Among the things Murray describes best is how Cray stands out as one of the
few computer designers who had the individual genius and independence to
conceive new computers from scratch--not once, but again and again. Nearly all
other successful computer families, from IBM's System/360 to Intel Corp.'s
x86 line of microprocessors, have been parented and nurtured by committees
that struggled to exploit new technologies while maintaining compatibility
with past designs.

Cray, by contrast, always started with a clean sheet of paper, producing one
record-breaking machine after another. Cray's triple challenge was always
this: make digital circuits run faster, which means hotter, too; cram more of
those circuits closer together so they can communicate faster; then, extract
the heat from that dense, toaster-hot package so it won't burn up. To cool his
machines, Cray used everything from compressed Freon to automotive fuel
injectors spraying oil.

It is Cray's personality and approach--the wide-ranging mind that was not
above grappling with small, tactile problems--that make him such a compelling
figure. Moreover, writes Murray, ''the performance of his machines--coupled
with his well-known eccentricities--created an extraordinary mystique.'' (By
contrast, consider today's Internet entrepreneurs, with their ethereal
software products, and think how colorless their life stories may seem in the
future.) Cray even helped design the basic logic, or architecture, of his
machines. The 6600, for instance, was the first computer to employ an approach
that 20 years later was hailed as revolutionary--so-called reduced
instruction set computing, or RISC. While IBM's committees jammed 735
instructions into a high-performance computer called STRETCH--which bombed
spectacularly in the early 1960s--the 6600 sped by on only 64.

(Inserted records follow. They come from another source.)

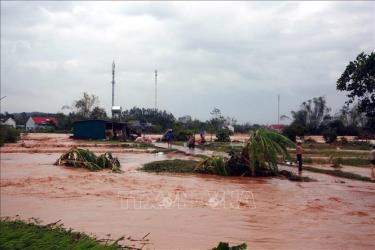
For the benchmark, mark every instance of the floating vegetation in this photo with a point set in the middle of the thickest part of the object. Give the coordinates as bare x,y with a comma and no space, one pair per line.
213,165
83,158
225,246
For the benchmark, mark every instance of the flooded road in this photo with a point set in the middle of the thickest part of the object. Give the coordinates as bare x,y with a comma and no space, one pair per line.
190,211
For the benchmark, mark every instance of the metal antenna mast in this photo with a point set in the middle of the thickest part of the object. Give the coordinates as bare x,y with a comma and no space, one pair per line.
113,83
156,89
278,109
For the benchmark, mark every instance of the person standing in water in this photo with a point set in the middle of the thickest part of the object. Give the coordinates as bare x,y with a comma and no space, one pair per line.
299,152
372,159
169,136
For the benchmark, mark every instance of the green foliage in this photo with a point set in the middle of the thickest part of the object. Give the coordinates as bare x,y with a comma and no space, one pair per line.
18,234
293,177
329,135
263,149
358,80
313,115
225,246
351,161
293,130
339,173
223,135
182,134
8,134
78,158
213,165
172,166
98,113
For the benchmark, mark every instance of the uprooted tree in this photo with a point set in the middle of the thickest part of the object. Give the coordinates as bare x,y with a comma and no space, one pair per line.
258,157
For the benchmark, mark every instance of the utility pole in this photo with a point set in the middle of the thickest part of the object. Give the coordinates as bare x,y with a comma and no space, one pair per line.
113,83
278,109
156,89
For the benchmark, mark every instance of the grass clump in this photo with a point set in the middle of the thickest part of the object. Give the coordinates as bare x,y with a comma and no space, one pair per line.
83,158
293,177
172,166
17,234
339,173
213,165
225,246
8,134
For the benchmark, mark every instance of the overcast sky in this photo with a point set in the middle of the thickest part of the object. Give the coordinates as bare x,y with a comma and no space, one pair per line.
235,56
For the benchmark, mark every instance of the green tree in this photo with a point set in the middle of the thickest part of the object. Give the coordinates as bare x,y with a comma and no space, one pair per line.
358,80
262,150
313,115
98,113
85,105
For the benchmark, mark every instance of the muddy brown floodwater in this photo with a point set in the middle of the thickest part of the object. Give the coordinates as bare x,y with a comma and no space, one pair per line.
186,211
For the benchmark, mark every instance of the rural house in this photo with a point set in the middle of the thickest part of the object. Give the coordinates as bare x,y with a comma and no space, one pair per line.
277,127
38,122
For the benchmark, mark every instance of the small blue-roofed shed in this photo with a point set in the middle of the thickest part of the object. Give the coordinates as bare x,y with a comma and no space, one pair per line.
90,129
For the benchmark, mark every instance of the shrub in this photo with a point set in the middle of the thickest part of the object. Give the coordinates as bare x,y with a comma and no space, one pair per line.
223,135
8,135
213,165
182,134
172,166
293,130
329,135
343,140
18,234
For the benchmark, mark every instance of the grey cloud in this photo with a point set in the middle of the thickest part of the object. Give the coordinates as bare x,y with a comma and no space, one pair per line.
236,56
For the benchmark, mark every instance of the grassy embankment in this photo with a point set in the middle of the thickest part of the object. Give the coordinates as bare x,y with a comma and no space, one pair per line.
18,234
191,166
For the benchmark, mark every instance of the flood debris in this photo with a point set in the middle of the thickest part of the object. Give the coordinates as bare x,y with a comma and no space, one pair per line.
83,158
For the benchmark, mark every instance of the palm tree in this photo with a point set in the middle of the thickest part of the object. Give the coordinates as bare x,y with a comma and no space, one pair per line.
262,150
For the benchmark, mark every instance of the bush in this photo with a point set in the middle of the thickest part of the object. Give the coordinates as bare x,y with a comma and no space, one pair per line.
172,166
213,165
182,134
329,135
223,135
17,234
293,130
8,135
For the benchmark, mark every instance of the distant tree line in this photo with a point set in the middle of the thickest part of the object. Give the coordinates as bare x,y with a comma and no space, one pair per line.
356,117
314,117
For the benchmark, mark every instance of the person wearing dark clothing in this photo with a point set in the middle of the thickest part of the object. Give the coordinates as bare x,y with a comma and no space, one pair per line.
191,142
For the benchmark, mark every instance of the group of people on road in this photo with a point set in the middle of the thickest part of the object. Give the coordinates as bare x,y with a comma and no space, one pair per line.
191,142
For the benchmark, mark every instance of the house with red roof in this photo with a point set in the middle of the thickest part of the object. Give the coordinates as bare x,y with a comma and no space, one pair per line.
38,122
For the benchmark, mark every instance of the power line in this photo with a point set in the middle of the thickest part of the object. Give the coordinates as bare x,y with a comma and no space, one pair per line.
156,89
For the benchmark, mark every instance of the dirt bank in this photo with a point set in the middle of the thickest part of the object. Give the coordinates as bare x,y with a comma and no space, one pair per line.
190,211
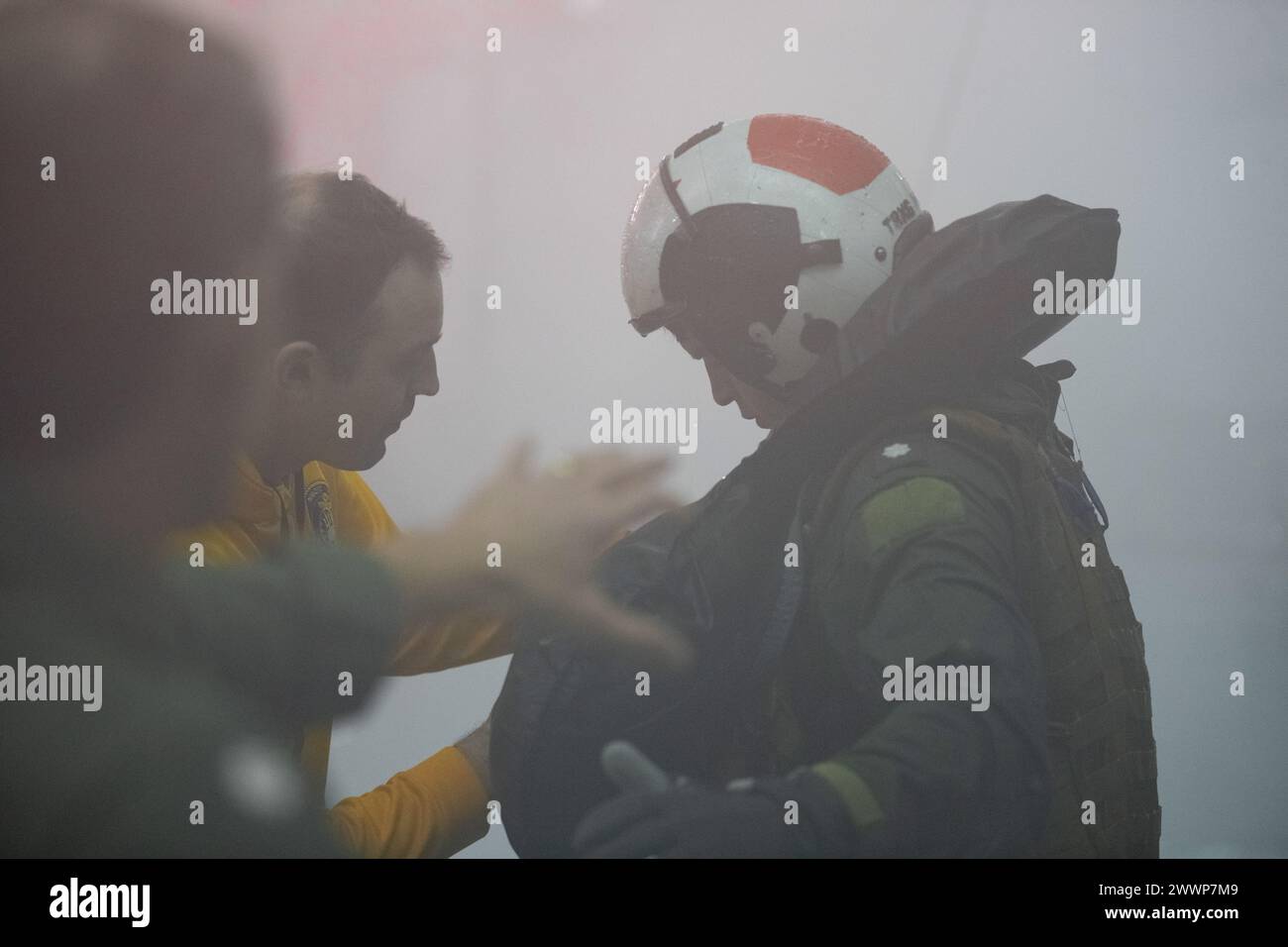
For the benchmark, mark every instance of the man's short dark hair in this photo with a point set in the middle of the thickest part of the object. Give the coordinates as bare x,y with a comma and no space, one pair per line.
343,239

Murray does a fine job of tracing Cray's career through a succession of
companies: Engineering Research Associates, Remington Rand, Control Data, Cray
Research, and finally, Cray Computer. At each step along the way, he explains
the technical and commercial challenges that confronted and finally defeated
his subject, whose final creation, the Cray-3, never made it out the door.
Unfortunately, the author fails to probe much below the surface of either the
business of supercomputing or, more disappointingly, of Cray as a person. What
really motivated this man? Where did he get his inspiration? What did he
think about when not working, and so forth? Murray thanks Cray and his many
colleagues for allowing interviews. But nowhere, alas, do we hear Seymour
Cray's own voice.

Sad to say, we no longer have the chance. In 1996, just months after shutting
down his last company, Cray Computer Inc., which burned through $200 million
to produce only a single prototype, Seymour Cray died, at the age of 70. The
man who fathered some of the most advanced technology ever conceived died as a
result of a primitive mechanical catastrophe--a head-on automobile collision.